Analysis of Myxococcus xanthus cell types by two-dimensional polyacrylamide gel electrophoresis.


Myxococcus xanthus is a gram-negative, soil-dwelling bacterium that undergoes development in response to depletion of nutrients. Whereas most cells aggregate into multicellular mounds in which they differentiate into spores, 10 to 20% of the developing cells remain outside fruiting bodies as peripheral rods. We used two-dimensional polyacrylamide gel electrophoresis to analyze the global expression of polypeptides in cells taken from six stages in the life cycle: vegetatively growing cells, cells 15 h after the induction of development, peripheral rods, prespores (sonication-sensitive, aggregated cells), fruiting-body spores (sonication-resistant, aggregated cells) 96 h after the induction of development, and glycerol-induced spores 15 h after induction.
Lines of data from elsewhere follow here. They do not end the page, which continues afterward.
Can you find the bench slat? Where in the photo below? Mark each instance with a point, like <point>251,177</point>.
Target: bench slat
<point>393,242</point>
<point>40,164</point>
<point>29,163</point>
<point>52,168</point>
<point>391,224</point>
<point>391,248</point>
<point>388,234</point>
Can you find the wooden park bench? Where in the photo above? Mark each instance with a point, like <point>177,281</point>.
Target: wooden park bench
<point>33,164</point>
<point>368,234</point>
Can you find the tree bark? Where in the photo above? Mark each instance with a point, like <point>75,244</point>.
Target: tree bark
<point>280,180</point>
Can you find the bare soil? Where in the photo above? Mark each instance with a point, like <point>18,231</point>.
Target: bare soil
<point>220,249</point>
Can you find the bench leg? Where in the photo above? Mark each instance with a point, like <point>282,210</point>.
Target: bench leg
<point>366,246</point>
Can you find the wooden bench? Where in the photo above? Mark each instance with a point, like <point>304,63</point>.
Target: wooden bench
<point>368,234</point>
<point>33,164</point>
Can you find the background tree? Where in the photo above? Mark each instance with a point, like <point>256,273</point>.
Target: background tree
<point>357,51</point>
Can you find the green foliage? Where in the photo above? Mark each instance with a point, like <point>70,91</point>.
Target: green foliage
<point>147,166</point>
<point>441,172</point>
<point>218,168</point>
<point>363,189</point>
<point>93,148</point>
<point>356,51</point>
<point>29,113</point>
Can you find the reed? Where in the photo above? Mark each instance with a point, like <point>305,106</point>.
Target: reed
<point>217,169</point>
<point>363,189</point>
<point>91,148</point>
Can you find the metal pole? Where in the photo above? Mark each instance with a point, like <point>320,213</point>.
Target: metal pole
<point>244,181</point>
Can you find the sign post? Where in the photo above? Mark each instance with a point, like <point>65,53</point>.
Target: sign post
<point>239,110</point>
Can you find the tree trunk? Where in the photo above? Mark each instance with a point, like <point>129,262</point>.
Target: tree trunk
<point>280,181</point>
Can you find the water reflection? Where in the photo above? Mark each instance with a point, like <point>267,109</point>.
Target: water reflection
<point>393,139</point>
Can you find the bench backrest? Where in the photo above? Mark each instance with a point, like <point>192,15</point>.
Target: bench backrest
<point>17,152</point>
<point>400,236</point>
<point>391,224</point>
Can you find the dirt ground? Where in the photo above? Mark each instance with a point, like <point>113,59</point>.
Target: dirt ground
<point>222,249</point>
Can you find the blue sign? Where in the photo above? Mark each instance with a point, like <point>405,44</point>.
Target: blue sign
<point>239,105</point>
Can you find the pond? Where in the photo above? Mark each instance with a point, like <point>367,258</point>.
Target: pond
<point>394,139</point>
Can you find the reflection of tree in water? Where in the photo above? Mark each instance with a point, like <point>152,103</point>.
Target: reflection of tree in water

Seven hundred sixty-one discrete sample spots (SSPs) were identified among the six gels. Comparisons among the samples revealed that each sample had some unique SSPs, ranging from 0.3% of the 15-h developing cell SSPs to 17.9% of 96-h peripheral rod SSPs. Sixty-eight SSPs were ubiquitously distributed, but the relative amounts of these SSPs varied among the samples. Statistical analyses of the distribution and relative quantities of the SSPs indicate that, within a confidence level of greater than 99.99%, peripheral rods are significantly different from vegetatively growing cells, 15-h developing cells, prespores, fruiting-body spores, and glycerol-induced spores. In fact, among the six samples studied, only 15-h developing cells and glycerol-induced spores were similar to each other within a confidence level of P greater than or equal to 0.05. These results are consistent with the description of peripheral rods as a distinct developmental cell type.